Theckchen Chöling, Dharamsala, HP, Indien - Eine Delegation von 75 jungen Frauen der Young FICCI Ladies Organisation (YFLO), Delhi, besuchte heute Morgen Seine Heiligkeit den Dalai Lama. YFLO ist eine Plattform für junge Frauen mit unterschiedlichem beruflichen und unternehmerischen Hintergrund. Ihre Hauptziele sind die Förderung des Unternehmertums und der beruflichen Leistung von Frauen, die Katalysatorwirkung für den sozialen und wirtschaftlichen Fortschritt von Frauen und der Gesellschaft insgesamt und die Sensibilisierung von Frauen für ihre Stärken.
Als Seine Heiligkeit den Raum betrat, begrüßte er die Gruppe mit einem freundlichen, "Guten Morgen", bevor er sie bat, sich zu setzen. Eine Repräsentantin überreichte ihm ein Geschenk und den FLO-Jahresbericht mit dem Titel ‚Women Transforming India'.
Seine Heiligkeit eröffnete seine Ausführungen mit den folgenden Bemerkungen.

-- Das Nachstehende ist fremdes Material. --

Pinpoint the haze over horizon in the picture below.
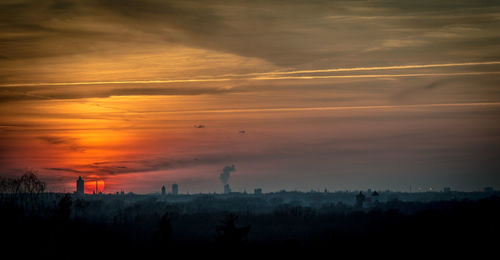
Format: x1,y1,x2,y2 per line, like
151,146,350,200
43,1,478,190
0,0,500,193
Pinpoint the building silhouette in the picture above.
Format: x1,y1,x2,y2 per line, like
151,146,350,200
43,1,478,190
76,176,85,195
224,184,231,194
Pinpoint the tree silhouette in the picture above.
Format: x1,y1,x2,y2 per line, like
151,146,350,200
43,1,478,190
216,214,250,249
153,212,172,248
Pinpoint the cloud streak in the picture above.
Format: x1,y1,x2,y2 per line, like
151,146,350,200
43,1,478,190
0,61,500,88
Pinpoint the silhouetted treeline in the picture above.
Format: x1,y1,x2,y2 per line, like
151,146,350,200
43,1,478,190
0,174,500,258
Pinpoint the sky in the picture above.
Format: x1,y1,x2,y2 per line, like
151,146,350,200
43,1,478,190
0,0,500,193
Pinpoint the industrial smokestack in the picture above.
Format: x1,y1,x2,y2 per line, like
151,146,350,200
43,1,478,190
219,164,236,185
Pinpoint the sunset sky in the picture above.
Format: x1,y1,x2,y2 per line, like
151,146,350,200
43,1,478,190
0,0,500,193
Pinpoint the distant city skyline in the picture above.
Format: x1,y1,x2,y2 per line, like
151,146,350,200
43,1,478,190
0,0,500,193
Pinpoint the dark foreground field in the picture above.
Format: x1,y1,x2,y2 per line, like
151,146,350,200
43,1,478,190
0,193,500,259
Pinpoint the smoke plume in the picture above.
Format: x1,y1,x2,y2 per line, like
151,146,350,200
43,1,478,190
219,164,236,185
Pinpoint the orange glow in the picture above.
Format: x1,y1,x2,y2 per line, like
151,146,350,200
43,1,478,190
84,178,104,194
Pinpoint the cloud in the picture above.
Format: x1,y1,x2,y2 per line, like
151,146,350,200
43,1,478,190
37,136,85,152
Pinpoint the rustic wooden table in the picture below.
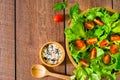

"Wir sind jetzt im 21. Jahrhundert. Wenn wir auf das 20. Jahrhundert zurückblicken, so war es eine Zeit der Gewalt und der Angst. Deshalb sollten wir dieses Jahrhundert zu einer Ära der Gewaltlosigkeit und des Mitgefühls machen. Was das Mitgefühl betrifft, so gibt es wissenschaftliche Belege dafür, dass Frauen empfindlicher auf die Schmerzen anderer reagieren. Tatsächlich waren in der Menschheitsgeschichte die meisten Krieger oder Mörder Männer, während Frauen immer mehr Wert auf das Wohlergehen anderer legen."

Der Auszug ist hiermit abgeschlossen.